Motion prediction is crucial for autonomous driving, as it enables accurate forecasting of future vehicle trajectories based on historical inputs. This paper introduces Trajectory Mamba, a novel efficient trajectory prediction framework based on the selective state-space model (SSM). Conventional attention-based models face the challenge of computational costs that grow quadratically with the number of targets, hindering their application in highly dynamic environments. In response, we leverage the SSM to redesign the self-attention mechanism in the encoder-decoder architecture, thereby achieving linear time complexity. To address the potential reduction in prediction accuracy resulting from modifications to the attention mechanism, we propose a joint polyline encoding strategy to better capture the associations between static and dynamic contexts, ultimately enhancing prediction accuracy. Additionally, to balance prediction accuracy and inference speed, we adopted the decoder that differs entirely from the encoder. Through cross-state space attention, all target agents share the scene context, allowing the SSM to interact with the shared scene representation during decoding, thus inferring different trajectories over the next prediction steps. Our model achieves state-of-the-art results in terms of inference speed and parameter efficiency on both the Argoverse 1 and Argoverse 2 datasets. It demonstrates a four-fold reduction in FLOPs compared to existing methods and reduces parameter count by over 40% while surpassing the performance of the vast majority of previous methods. These findings validate the effectiveness of Trajectory Mamba in trajectory prediction tasks.

Paper Structure

This paper contains 18 sections, 8 equations, 4 figures, 3 tables.

Figures (4)

  • Figure 1: Illustration of proposed joint polyline encoding strategy, where we consider all factors that affect the movement of motor vehicles, jointly encoding pedestrians and traffic lights rather than categorizing the scene horizontally into static and dynamic context.
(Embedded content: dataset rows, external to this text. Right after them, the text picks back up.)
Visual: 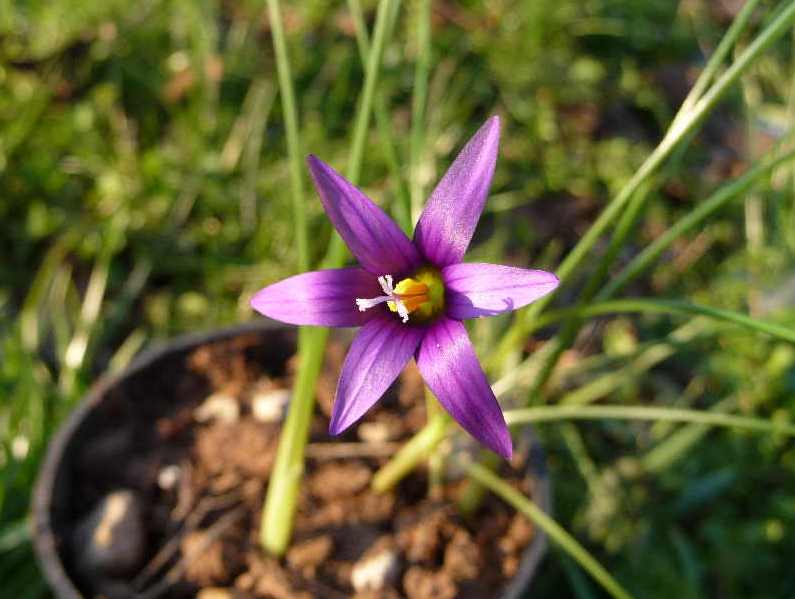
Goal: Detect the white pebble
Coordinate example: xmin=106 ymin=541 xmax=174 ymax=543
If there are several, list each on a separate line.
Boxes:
xmin=251 ymin=389 xmax=290 ymax=422
xmin=351 ymin=549 xmax=400 ymax=593
xmin=193 ymin=393 xmax=240 ymax=424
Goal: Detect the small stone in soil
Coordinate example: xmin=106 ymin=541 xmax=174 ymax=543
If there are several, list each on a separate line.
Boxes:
xmin=309 ymin=462 xmax=372 ymax=500
xmin=193 ymin=392 xmax=240 ymax=424
xmin=74 ymin=489 xmax=144 ymax=576
xmin=251 ymin=389 xmax=290 ymax=422
xmin=157 ymin=464 xmax=182 ymax=491
xmin=403 ymin=566 xmax=458 ymax=599
xmin=180 ymin=530 xmax=238 ymax=586
xmin=444 ymin=529 xmax=482 ymax=580
xmin=351 ymin=544 xmax=401 ymax=593
xmin=196 ymin=587 xmax=242 ymax=599
xmin=397 ymin=509 xmax=445 ymax=562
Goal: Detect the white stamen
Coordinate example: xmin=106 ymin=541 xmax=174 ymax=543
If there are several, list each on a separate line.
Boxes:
xmin=356 ymin=275 xmax=409 ymax=323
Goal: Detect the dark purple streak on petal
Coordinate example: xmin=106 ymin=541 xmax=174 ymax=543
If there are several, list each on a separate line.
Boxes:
xmin=251 ymin=268 xmax=381 ymax=327
xmin=417 ymin=317 xmax=513 ymax=459
xmin=442 ymin=263 xmax=560 ymax=320
xmin=329 ymin=310 xmax=425 ymax=435
xmin=414 ymin=116 xmax=500 ymax=268
xmin=307 ymin=156 xmax=421 ymax=275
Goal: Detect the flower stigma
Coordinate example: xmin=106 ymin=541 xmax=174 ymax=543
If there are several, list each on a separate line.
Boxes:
xmin=356 ymin=268 xmax=444 ymax=323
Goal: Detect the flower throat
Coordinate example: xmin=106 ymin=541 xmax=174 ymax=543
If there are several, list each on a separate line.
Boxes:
xmin=356 ymin=267 xmax=444 ymax=323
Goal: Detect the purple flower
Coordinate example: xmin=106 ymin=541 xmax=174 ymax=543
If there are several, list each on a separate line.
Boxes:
xmin=251 ymin=116 xmax=558 ymax=458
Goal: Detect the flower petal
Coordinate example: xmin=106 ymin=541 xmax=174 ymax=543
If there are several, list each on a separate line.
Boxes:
xmin=414 ymin=116 xmax=500 ymax=267
xmin=417 ymin=317 xmax=512 ymax=459
xmin=329 ymin=313 xmax=425 ymax=435
xmin=442 ymin=263 xmax=560 ymax=320
xmin=307 ymin=156 xmax=421 ymax=275
xmin=251 ymin=268 xmax=381 ymax=327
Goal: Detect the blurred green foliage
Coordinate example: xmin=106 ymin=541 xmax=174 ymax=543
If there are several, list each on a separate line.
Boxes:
xmin=0 ymin=0 xmax=795 ymax=598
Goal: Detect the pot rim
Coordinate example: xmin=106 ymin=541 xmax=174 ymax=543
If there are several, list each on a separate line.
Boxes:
xmin=31 ymin=318 xmax=552 ymax=599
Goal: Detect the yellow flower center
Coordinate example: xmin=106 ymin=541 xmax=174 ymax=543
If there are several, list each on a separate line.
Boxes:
xmin=356 ymin=267 xmax=444 ymax=322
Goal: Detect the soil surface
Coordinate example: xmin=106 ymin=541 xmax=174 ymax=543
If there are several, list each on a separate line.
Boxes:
xmin=63 ymin=334 xmax=534 ymax=599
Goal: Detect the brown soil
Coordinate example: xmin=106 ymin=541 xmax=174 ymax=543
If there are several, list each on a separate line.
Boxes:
xmin=65 ymin=334 xmax=534 ymax=599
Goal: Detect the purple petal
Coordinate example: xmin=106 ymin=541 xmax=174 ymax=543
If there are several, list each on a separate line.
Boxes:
xmin=414 ymin=116 xmax=500 ymax=268
xmin=251 ymin=268 xmax=381 ymax=327
xmin=442 ymin=263 xmax=559 ymax=320
xmin=329 ymin=313 xmax=425 ymax=435
xmin=417 ymin=317 xmax=513 ymax=459
xmin=307 ymin=156 xmax=421 ymax=275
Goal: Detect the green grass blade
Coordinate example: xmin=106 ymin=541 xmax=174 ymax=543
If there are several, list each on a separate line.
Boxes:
xmin=268 ymin=0 xmax=309 ymax=272
xmin=505 ymin=405 xmax=795 ymax=436
xmin=539 ymin=298 xmax=795 ymax=343
xmin=466 ymin=463 xmax=632 ymax=599
xmin=596 ymin=149 xmax=795 ymax=299
xmin=260 ymin=0 xmax=397 ymax=555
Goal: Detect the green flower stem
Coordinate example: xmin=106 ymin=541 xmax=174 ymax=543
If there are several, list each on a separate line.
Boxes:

Additionally, we decompose and encode the interactions between all agents and elements at each time step.
  • Figure 2: Overview of our Tamba encoder. We employ joint polyline encoding strategy to integrate strongly correlated polyline information and used three parallel encoders to interact with and associate these features. We applied a linear projection to map the attention output of Tamba back to the same dimensions as the input and used normalization to enhance the stability of the output.
  • Figure 3: Overview of our Tamba decoding process. The outputs of the three Atten-Tamba encoders carry the context of both the static scene and dynamic agent states, which are concatenated and input into the Cross-Tamba decoder. For predicting the target agent's trajectory, the decoder queries $K$ trajectory modes using independent query tensors, while the encoder's features combine the current state with recursive reasoning from the previous step, allowing all target agents to share a unified scene representation. During the secondary decoding, the predicted state of the proposed trajectory interacts once again with the current scene information, and a recurrent network assigns prediction weights to the proposed trajectories. The final output trajectory is obtained through refinement of these predictions.
  • Figure 4: Qualitative results on the Argoverse 2 validation set. The target agent marked as orange with its surrounding agents marked as cold white. We conduct four different traffic scenarios. (a). Multi-agents in straight-road scenario, (b). Multiple agents on roundabout road, (c). Vehicle avoidance after roundabout, (d). Mixed scenario involving pedestrians and vehicles.